VII. The model matters more than you think
One observation I want to add because it’s practically relevant: not all AI models behave the same way towards financial brands.
The spread between models is significant. Google AI Mode and ChatGPT mention brand names considerably more often than Perplexity or Claude for identical questions. That difference isn’t random — it has to do with how models handle live web data, how they weight sources and how cautious they are about making recommendations.
What this means for strategy: your target audience doesn’t use one model. And your visibility differs significantly per model. A brand that scores well in ChatGPT can be virtually invisible in Perplexity — on the exact same question.
That makes monitoring across multiple models not a luxury but a basic requirement.
VIII. Compliance slows down what AI visibility requires
AI visibility requires content. Specifically: content that is clear, answer-oriented, written conversationally and published quickly.
The reality in financial institutions: every text that goes external passes through a compliance and legal filter. That’s not unjustified — the sector is heavily regulated, and the consequences of an incorrect communication are real. But it creates a structural disadvantage compared to sectors where content can be published faster and more freely.
A fintech startup can publish ten blog posts about personal finance in a week, all optimised for the questions people ask AI. An established bank needs that same week to guide one text through the approval process.

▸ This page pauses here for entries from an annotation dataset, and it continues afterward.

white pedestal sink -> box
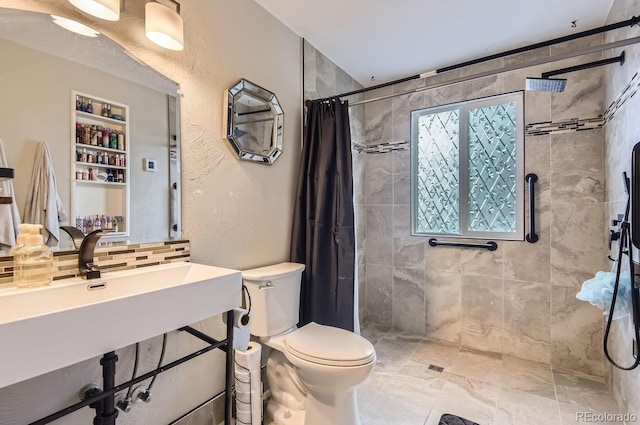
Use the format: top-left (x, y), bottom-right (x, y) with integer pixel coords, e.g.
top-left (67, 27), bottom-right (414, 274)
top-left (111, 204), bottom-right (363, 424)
top-left (0, 263), bottom-right (242, 388)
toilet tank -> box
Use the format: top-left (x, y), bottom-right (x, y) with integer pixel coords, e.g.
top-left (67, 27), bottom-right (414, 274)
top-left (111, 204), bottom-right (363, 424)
top-left (242, 263), bottom-right (305, 337)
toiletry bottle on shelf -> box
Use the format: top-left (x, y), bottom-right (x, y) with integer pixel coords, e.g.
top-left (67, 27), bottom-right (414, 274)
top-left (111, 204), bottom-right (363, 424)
top-left (9, 223), bottom-right (30, 255)
top-left (102, 128), bottom-right (111, 148)
top-left (13, 224), bottom-right (53, 288)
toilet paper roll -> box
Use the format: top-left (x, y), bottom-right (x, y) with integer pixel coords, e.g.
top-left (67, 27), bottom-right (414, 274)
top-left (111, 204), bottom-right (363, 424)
top-left (222, 308), bottom-right (251, 351)
top-left (234, 342), bottom-right (262, 425)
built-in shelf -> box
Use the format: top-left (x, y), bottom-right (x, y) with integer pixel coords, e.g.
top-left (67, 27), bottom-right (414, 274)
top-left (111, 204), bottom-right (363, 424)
top-left (76, 143), bottom-right (127, 153)
top-left (0, 168), bottom-right (14, 179)
top-left (76, 180), bottom-right (127, 186)
top-left (76, 161), bottom-right (127, 170)
top-left (70, 91), bottom-right (130, 238)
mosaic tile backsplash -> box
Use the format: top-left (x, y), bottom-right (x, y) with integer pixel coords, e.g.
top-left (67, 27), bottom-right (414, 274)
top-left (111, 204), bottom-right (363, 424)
top-left (0, 240), bottom-right (190, 286)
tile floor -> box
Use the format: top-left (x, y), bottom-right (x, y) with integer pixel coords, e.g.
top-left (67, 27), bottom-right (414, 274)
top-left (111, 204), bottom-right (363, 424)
top-left (358, 325), bottom-right (622, 425)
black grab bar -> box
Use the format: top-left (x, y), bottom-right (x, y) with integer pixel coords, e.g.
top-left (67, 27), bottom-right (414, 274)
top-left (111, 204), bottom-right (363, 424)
top-left (524, 173), bottom-right (539, 243)
top-left (429, 238), bottom-right (498, 251)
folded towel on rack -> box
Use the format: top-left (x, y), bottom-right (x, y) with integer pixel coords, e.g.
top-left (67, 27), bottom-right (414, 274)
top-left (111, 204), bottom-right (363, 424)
top-left (0, 139), bottom-right (20, 249)
top-left (22, 142), bottom-right (67, 246)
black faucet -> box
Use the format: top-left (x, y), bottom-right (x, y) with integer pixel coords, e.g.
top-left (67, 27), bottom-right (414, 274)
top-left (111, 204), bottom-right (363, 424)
top-left (78, 229), bottom-right (107, 279)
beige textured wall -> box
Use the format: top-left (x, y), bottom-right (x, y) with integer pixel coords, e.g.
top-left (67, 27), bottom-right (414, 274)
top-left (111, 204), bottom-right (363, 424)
top-left (0, 0), bottom-right (302, 425)
top-left (603, 0), bottom-right (640, 415)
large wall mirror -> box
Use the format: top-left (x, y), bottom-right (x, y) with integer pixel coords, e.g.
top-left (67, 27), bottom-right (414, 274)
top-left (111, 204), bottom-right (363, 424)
top-left (225, 79), bottom-right (284, 165)
top-left (0, 8), bottom-right (181, 252)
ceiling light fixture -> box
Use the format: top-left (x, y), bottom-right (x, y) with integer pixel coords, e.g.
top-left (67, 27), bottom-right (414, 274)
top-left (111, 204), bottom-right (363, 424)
top-left (144, 0), bottom-right (184, 50)
top-left (50, 15), bottom-right (100, 37)
top-left (69, 0), bottom-right (120, 21)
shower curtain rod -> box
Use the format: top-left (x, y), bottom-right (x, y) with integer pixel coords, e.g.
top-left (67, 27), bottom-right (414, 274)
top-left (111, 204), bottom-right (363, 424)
top-left (305, 16), bottom-right (640, 106)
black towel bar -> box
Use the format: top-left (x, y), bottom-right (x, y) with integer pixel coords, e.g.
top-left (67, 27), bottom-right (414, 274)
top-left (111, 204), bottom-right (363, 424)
top-left (429, 238), bottom-right (498, 251)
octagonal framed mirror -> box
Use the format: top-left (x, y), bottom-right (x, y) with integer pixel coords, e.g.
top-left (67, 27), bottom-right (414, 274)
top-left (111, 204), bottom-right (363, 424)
top-left (224, 79), bottom-right (284, 165)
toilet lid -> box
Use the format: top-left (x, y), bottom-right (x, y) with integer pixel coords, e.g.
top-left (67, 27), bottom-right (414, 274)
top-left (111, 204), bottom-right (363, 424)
top-left (285, 322), bottom-right (376, 366)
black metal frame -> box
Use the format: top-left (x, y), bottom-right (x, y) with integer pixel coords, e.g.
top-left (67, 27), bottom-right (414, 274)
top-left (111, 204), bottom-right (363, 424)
top-left (429, 238), bottom-right (498, 251)
top-left (29, 310), bottom-right (233, 425)
top-left (524, 173), bottom-right (539, 243)
top-left (0, 167), bottom-right (14, 204)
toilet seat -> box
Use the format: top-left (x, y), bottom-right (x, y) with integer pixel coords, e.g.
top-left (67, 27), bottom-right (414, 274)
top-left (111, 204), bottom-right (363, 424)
top-left (285, 322), bottom-right (376, 367)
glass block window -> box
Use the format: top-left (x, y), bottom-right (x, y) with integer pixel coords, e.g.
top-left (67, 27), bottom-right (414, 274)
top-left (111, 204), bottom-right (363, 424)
top-left (411, 92), bottom-right (524, 240)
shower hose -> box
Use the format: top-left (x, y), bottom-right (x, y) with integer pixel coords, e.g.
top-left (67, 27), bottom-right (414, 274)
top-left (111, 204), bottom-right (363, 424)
top-left (603, 192), bottom-right (640, 370)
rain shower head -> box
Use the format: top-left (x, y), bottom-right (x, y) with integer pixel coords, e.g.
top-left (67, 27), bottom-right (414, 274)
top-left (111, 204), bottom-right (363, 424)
top-left (526, 77), bottom-right (567, 93)
top-left (526, 52), bottom-right (624, 93)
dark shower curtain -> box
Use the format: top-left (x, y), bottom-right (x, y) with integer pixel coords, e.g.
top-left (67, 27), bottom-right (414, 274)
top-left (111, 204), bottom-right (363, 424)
top-left (291, 99), bottom-right (355, 331)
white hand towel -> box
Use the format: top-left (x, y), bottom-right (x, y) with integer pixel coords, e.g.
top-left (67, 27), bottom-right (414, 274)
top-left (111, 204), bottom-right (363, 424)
top-left (0, 139), bottom-right (20, 249)
top-left (22, 142), bottom-right (67, 246)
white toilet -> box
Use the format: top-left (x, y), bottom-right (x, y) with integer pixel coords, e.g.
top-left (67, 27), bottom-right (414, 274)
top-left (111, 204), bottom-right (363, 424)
top-left (242, 263), bottom-right (376, 425)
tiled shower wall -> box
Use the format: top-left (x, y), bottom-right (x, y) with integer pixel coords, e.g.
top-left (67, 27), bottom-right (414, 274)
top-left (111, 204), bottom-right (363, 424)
top-left (364, 37), bottom-right (609, 375)
top-left (304, 36), bottom-right (609, 375)
top-left (605, 0), bottom-right (640, 415)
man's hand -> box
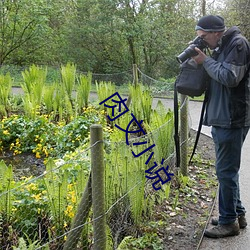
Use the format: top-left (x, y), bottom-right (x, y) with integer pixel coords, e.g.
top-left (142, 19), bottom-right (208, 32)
top-left (192, 47), bottom-right (207, 64)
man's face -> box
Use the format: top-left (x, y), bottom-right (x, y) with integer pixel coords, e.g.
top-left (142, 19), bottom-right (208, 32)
top-left (196, 30), bottom-right (221, 49)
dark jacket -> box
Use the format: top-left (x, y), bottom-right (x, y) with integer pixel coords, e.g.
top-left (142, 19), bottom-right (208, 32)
top-left (203, 27), bottom-right (250, 128)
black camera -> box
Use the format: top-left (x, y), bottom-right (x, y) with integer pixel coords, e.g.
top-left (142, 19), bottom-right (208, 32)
top-left (176, 36), bottom-right (208, 63)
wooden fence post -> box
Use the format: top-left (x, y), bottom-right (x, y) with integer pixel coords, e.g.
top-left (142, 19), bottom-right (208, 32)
top-left (63, 175), bottom-right (92, 250)
top-left (90, 124), bottom-right (106, 250)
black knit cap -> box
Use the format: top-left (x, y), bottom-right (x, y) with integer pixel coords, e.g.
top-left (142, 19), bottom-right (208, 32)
top-left (195, 15), bottom-right (225, 32)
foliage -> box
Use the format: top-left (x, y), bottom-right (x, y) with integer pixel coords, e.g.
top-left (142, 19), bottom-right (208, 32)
top-left (0, 107), bottom-right (99, 158)
top-left (0, 73), bottom-right (12, 117)
top-left (21, 65), bottom-right (47, 117)
top-left (76, 72), bottom-right (92, 110)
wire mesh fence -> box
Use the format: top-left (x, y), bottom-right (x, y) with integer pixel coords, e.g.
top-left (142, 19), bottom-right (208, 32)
top-left (0, 64), bottom-right (186, 250)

In a world where AI learns from volume and variation, and where questions evolve continuously, that is a structural disadvantage. Not cultural, not temporary — structural.
IX. The real paradigm shift
Most financial brands have invested for years in authority via backlinks. AI requires something different: authority via entities.
The question used to be: “How do I make sure I rank at the top for the word ‘mortgage’?”
The question now is: “How do I make sure an AI model understands my brand as a reliable solution for a specific problem?”
That’s not an iteration on SEO. It’s a different discipline.
Financial brands aren’t off the radar because they’re worse than their competitors. They’re off the radar because they produce less usable answers for a model that has to choose. Present but interchangeable is the position most players occupy today — and that’s precisely where you need to intervene strategically.
Not with more budget. With better structure, clearer content and a stronger entity profile.
The brands that understand this first have a lead that’s hard to close. Because AI visibility isn’t built in a week, not even with a large media budget.
AI visibility is not a ranking problem. It is an attribution problem.